I shared a cab with Muhammad Ali recently. No, not that one, of course. Muhammad, formerly of Sudan but now of New York City. We both had something in common. Both of us were immigrants from Kansas--him more recently than me, having spent most of his nine years in the United States working in the meat-packing plants of three of our member companies.
Actually, as you may have guessed by now, we only literally shared the cab because Muhammad was my cab driver, something he does 12 hours a day, seven days a week, until he earns enough to be able to go back to Sudan to bring his wife to the United States.

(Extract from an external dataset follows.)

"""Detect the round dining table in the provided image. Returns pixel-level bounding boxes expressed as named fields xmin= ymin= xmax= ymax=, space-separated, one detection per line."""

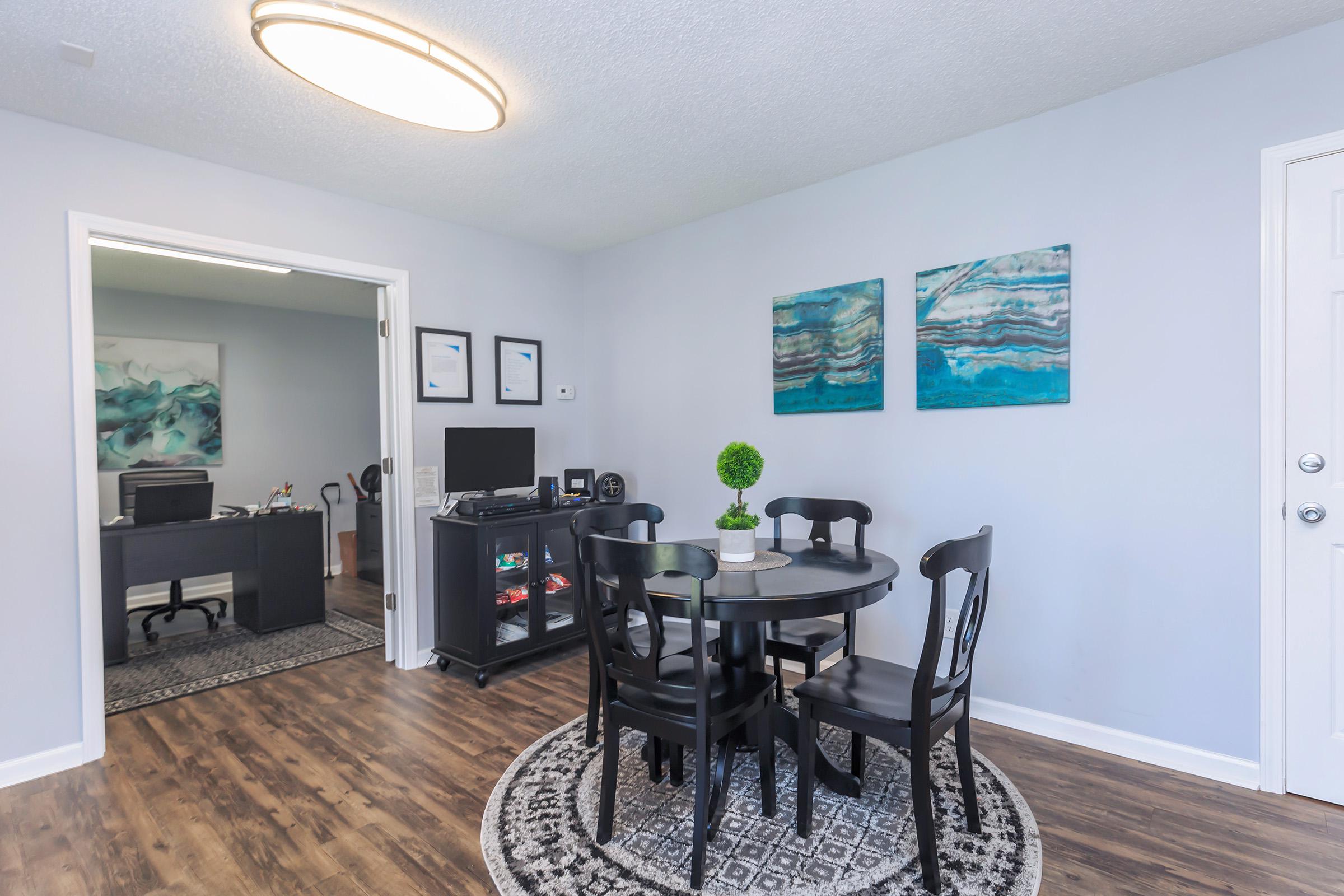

They have no children. They hope that will happen after she gets to the U.S., where they can get an American education. (And, by the way, he will take her back to Kansas, which he much prefers over New York City.)
Muhammad’s story was particularly compelling, as he was taking me, my wife, daughter-in-law and grand-daughter to Battery Park, so we could take the ferry out to the Statue of Liberty and Ellis Island.
Of the United States’ iconic landmarks, Ellis Island may be the most compelling as a representation of the U.S.’s unique brand of exceptionalism. With very few of us being able to claim we are “native Americans,” our distinctive and powerful culture is a blend of cultures throughout the world brought to us by their own products who, for whatever reason, decided to come and stay here.
But Ellis Island also represents something else beyond the various nationalities and cultures that passed through its portal. As you wander through the museum and listen to the various stories, you can’t help but think about the millions of individuals who got there under extremely difficult circumstances. You have to believe that their perseverance and optimism left a legacy with their offspring contributing to our national strength.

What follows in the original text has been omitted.